Gargano amaro anche per Maurizio De Salvia, assieme a Tommaso Granatiero sulla Renault Clio Super 1600 di PR2 Sport: partito a testa bassa il pilota di Manfredonia chiudeva la prima giornata al sesto posto assoluto, secondo di gruppo A e primo in classe S1600.

La doccia fredda arrivava a settecento metri dallo start della terza speciale, la prima della Domenica, con il cedimento di una bobina e con i sogni di doppietta che andavano in fumo.

“Nonostante i problemi iniziali” – racconta De Salvia – “avevamo chiuso molto bene la prima frazione. Davvero un peccato.

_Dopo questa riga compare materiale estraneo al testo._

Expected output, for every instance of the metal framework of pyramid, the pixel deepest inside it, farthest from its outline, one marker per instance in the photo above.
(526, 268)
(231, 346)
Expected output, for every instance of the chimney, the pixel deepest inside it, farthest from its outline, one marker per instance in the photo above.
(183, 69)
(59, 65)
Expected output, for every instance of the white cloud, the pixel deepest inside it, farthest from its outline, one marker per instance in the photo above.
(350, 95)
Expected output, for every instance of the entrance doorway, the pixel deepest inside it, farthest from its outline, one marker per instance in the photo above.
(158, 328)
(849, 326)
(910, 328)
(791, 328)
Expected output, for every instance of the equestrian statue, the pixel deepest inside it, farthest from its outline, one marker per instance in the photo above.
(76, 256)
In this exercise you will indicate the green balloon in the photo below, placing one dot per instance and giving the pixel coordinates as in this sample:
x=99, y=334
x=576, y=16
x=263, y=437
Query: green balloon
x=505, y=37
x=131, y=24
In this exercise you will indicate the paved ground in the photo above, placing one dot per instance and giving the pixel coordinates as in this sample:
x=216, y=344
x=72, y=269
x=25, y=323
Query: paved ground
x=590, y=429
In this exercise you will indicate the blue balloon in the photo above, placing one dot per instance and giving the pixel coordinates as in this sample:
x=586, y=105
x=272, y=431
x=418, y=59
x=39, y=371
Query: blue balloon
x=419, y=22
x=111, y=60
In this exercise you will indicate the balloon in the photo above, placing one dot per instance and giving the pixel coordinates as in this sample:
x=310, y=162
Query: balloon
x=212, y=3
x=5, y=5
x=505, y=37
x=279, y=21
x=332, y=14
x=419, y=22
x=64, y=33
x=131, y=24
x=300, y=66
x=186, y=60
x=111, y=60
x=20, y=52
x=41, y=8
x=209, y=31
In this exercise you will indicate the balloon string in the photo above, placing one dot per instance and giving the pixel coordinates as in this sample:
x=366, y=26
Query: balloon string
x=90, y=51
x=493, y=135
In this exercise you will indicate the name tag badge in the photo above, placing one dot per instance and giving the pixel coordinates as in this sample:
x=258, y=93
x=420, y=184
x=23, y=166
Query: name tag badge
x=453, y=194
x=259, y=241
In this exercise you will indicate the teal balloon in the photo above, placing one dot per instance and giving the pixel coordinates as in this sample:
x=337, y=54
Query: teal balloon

Grazie a Tommaso, a PR2 Sport ed a GDA Communication.”

Non paga la dea bendata si è accanita anche contro Giuseppe Di Bari, al via con Pietro Salcuni su una Renault Clio RS messa a disposizione da Colombi: problemi al cambio, sin dalla prima speciale, costringevano il pilota di Manfredonia a guidare con una sola mano, sino ad alzare bandiera bianca sul primo impegno domenicale mentre viaggiava secondo di classe S3.

Bella lotta a due in casa GDA Communication, unica nota positiva, per la classe K10: Giuseppe Vitulano, affiancato da Davide Storari su una Peugeot 106 Kit Car targata Blueorange Team, ha avuto la meglio sul compagno di colori Michele Guerra, in coppia con Carmen Grandi sulla Citroen Saxo Kit Car di PR2 Sport, al termine di un duello vissuto sull’allungo iniziale del primo e sul doppio cambio di posizione in vetta, tra la quarta e la quinta prova speciale.